Greater Bay Area | Guangdong’s export-led growth stalling at a bad time

After the Greater Bay Area plan framework was released earlier this month, government officials from mainland China, Hong Kong and Macau were almost unanimous in their positive predictions for the cluster city’s future.

While most politicians advance that a bright future lies ahead for the nine cities of the Greater Bay Area, slowing growth in Guangdong province, once the engine of China’s economic development, casts doubt over the plan’s ambitions.

Earlier this year, the National Bureau of Statistics of China released the latest figures on China’s gross domestic product growth in 2018.
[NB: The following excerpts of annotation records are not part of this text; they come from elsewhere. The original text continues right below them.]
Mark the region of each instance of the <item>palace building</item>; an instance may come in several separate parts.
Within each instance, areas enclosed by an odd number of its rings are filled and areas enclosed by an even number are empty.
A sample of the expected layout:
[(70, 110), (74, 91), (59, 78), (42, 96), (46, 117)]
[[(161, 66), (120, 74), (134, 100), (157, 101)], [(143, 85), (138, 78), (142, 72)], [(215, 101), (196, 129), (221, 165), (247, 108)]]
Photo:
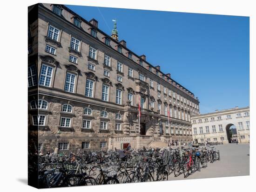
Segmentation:
[(249, 107), (234, 108), (191, 117), (193, 137), (195, 143), (209, 142), (248, 143), (250, 139)]
[(64, 5), (28, 11), (28, 127), (38, 130), (39, 150), (192, 141), (198, 99), (129, 50), (115, 21), (109, 35)]

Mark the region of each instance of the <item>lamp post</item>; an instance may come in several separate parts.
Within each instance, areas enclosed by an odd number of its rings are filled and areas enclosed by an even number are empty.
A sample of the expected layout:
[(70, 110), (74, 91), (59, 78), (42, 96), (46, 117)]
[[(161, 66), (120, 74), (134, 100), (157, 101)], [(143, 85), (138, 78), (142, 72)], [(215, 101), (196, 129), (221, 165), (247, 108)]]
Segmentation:
[(58, 130), (58, 132), (57, 132), (57, 136), (56, 136), (57, 140), (56, 141), (56, 147), (55, 148), (54, 150), (54, 153), (55, 154), (57, 154), (59, 152), (59, 139), (60, 139), (60, 138), (61, 137), (60, 135), (61, 134), (61, 132), (60, 129), (59, 129)]

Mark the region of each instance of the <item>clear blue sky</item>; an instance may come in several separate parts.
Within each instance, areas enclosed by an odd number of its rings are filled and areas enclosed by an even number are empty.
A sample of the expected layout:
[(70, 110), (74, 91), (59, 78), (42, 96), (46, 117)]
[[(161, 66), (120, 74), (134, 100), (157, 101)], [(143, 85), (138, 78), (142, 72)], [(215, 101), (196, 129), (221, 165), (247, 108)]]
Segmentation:
[(249, 17), (67, 6), (109, 35), (116, 19), (119, 40), (193, 92), (202, 114), (249, 106)]

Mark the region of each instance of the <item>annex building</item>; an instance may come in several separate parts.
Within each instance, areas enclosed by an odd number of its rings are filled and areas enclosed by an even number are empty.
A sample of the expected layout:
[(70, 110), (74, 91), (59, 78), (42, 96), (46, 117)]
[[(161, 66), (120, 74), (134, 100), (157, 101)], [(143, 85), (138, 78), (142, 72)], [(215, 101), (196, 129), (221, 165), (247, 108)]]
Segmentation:
[(109, 35), (95, 19), (50, 4), (29, 7), (28, 19), (28, 124), (39, 150), (192, 141), (198, 99), (119, 40), (116, 22)]
[[(236, 139), (239, 142), (248, 142), (250, 139), (250, 116), (249, 107), (197, 115), (191, 117), (193, 138), (195, 142), (231, 142)], [(230, 129), (231, 126), (235, 130)], [(232, 128), (233, 128), (232, 127)], [(231, 133), (230, 133), (231, 132)]]

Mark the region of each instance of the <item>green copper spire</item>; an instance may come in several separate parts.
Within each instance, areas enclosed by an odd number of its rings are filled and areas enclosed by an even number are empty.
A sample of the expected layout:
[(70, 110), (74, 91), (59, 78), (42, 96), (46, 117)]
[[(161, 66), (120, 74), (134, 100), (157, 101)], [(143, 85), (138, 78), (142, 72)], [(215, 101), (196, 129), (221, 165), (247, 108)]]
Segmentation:
[(116, 29), (116, 20), (113, 19), (112, 21), (114, 21), (114, 29), (112, 29), (112, 34), (111, 34), (111, 37), (115, 40), (118, 40), (118, 31), (117, 31), (117, 29)]

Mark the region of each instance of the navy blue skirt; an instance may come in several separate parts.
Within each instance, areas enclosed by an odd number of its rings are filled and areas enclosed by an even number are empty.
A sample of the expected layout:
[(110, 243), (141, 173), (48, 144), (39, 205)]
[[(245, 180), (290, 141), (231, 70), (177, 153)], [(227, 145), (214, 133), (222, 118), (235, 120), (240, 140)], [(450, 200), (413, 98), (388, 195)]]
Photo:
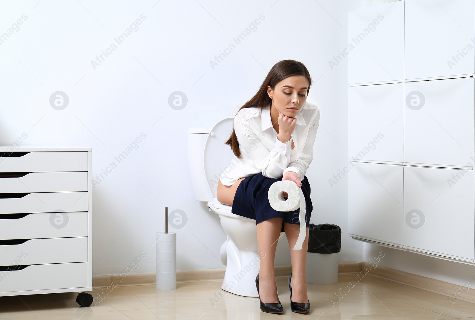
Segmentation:
[[(272, 183), (281, 181), (282, 178), (271, 179), (262, 175), (262, 173), (254, 174), (247, 177), (236, 189), (231, 212), (243, 217), (256, 220), (257, 224), (262, 221), (273, 218), (281, 218), (284, 222), (299, 225), (300, 208), (295, 211), (277, 211), (272, 209), (269, 203), (267, 192)], [(313, 206), (310, 199), (310, 184), (306, 176), (302, 181), (302, 192), (305, 197), (305, 222), (307, 227), (310, 224), (310, 215)], [(284, 223), (281, 232), (284, 232)]]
According to the statistics, Guangdong province’s GDP growth has slowed to 6.8 percent, compared to 7.5 percent in 2017. Despite the fact that Guangdong’s total GDP, approximately RMB9.2 trillion or USD1.38 trillion, puts it first among all provinces of mainland China, the southern region is nevertheless among those that have seen a relatively large growth slump. 
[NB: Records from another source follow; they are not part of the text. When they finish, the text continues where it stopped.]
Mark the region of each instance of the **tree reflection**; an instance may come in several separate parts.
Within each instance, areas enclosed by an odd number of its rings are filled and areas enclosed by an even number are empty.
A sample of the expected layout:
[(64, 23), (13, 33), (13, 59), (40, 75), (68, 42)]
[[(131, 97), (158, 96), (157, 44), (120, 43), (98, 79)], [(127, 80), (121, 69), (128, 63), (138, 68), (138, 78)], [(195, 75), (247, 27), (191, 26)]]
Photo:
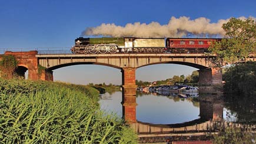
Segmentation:
[(228, 118), (235, 116), (238, 122), (253, 123), (256, 122), (256, 98), (242, 95), (225, 95), (225, 106), (230, 110)]

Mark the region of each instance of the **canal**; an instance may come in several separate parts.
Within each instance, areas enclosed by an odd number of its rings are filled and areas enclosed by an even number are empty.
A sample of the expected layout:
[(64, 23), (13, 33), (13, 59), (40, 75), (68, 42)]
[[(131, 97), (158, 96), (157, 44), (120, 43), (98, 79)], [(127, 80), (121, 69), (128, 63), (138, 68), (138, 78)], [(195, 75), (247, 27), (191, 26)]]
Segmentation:
[[(202, 116), (212, 119), (214, 118), (212, 118), (212, 115), (217, 113), (220, 118), (225, 121), (256, 122), (255, 102), (248, 99), (238, 102), (235, 100), (232, 101), (224, 98), (228, 97), (227, 96), (220, 97), (220, 99), (218, 101), (208, 100), (212, 96), (200, 96), (197, 94), (137, 92), (137, 120), (152, 124), (182, 123), (200, 119)], [(206, 101), (205, 98), (207, 99)], [(99, 103), (101, 109), (115, 113), (121, 118), (121, 102), (122, 92), (118, 91), (111, 94), (105, 93), (100, 95)], [(209, 110), (210, 107), (212, 108), (211, 111)]]

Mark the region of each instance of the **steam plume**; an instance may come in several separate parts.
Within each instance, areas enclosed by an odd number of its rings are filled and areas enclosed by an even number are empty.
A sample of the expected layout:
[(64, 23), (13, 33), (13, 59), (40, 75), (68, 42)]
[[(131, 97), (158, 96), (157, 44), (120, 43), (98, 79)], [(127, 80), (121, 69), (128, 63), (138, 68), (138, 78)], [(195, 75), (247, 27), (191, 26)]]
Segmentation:
[[(239, 18), (245, 19), (245, 17)], [(252, 18), (255, 19), (255, 18)], [(198, 37), (205, 37), (205, 35), (219, 35), (221, 37), (224, 35), (221, 26), (228, 21), (228, 19), (220, 19), (217, 23), (211, 23), (210, 19), (203, 17), (192, 20), (186, 16), (179, 18), (172, 16), (168, 24), (162, 25), (157, 22), (152, 22), (149, 24), (140, 22), (127, 24), (125, 26), (114, 24), (102, 24), (95, 28), (87, 28), (82, 35), (164, 38), (192, 35)]]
At the industry level, the province’s primary, secondary and tertiary industries recorded 4.2 percent, 5.9 percent, and 7.8 percent growth respectively in 2018, compared to the respective growth of 3.5 percent, 6.7 percent, and 8.6 percent in 2017.

In January, Guangdong province announced that the GDP growth goal for 2019 is between 6 and 6.5 percent, compared to  the 6.8 percent growth of 2018.
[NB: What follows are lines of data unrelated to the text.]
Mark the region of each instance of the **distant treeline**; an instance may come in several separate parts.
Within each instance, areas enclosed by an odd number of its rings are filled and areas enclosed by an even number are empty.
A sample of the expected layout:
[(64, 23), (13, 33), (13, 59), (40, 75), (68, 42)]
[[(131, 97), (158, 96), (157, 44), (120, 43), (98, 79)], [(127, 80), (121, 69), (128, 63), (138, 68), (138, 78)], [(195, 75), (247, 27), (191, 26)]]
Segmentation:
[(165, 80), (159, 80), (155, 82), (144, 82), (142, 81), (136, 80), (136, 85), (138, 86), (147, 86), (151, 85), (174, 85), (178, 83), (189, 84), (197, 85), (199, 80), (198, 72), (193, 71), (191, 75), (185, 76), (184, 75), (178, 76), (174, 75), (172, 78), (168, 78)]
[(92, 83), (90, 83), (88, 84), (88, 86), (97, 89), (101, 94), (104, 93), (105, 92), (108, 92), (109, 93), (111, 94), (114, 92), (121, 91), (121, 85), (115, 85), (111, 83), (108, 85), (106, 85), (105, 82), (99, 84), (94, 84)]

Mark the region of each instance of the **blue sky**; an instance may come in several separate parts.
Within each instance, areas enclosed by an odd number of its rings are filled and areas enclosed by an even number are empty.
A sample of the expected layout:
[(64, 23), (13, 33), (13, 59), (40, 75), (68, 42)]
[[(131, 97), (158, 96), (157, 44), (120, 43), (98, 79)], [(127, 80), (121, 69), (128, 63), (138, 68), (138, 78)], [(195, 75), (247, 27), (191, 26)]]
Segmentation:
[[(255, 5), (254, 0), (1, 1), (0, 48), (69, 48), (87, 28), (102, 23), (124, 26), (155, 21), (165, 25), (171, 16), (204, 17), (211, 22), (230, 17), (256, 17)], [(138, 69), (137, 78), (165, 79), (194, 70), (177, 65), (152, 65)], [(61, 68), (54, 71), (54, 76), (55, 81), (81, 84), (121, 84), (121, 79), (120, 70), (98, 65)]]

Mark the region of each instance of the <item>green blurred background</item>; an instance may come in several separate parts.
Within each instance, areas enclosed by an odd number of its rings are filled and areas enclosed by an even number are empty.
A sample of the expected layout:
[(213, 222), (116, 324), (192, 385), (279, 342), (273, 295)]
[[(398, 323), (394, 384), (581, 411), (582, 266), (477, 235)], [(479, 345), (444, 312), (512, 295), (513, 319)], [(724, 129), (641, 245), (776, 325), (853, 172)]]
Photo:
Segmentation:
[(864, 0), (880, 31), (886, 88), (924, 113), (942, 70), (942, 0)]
The GDP of Macau in the first, second and third quarters of 2018 grew by 9.2 percent, 6 percent, and 1.6 percent year- on-year, respectively.

In the first three quarters of 2018, the economy grew by 5.6 percent year-on-year in real terms, according to statistics released by the Statistics and Census Service. Meanwhile, Hong Kong’s GDP in the first, second and third quarters of 2018 increased by 4.7 percent, 4.6 percent and 3.5 percent respectively, compared to the same period of the previous year.

Analyzed by each participating city of the Greater Bay Area, both Shenzhen, the province’s technological center, and Guangzhou, the provincial capital, failed to meet their GDP goals of 2018.

In past years, exports contributed to half of the province’s gross domestic product. Their importance as the province’s engine of growth is highlighted by the fact that a drop in exports last year was the chief cause behind Guangdong’s slowdown. In 2018, the exports growth of Guangdong was only 1.2 percent, compared to 6.7 percent growth in 2017.

The China-U.S. trade war is putting pressure on the Chinese economy, which has been fueled by export-led development in the past decades.

While Guangdong’s economy slowed to nearly 6.6 percent, the growth of the country’s gross domestic product performed better, with other mainland provinces, such as Jiangxi, Shanxi, Anhui and Sichuan maintaining a rate of over 8 percent.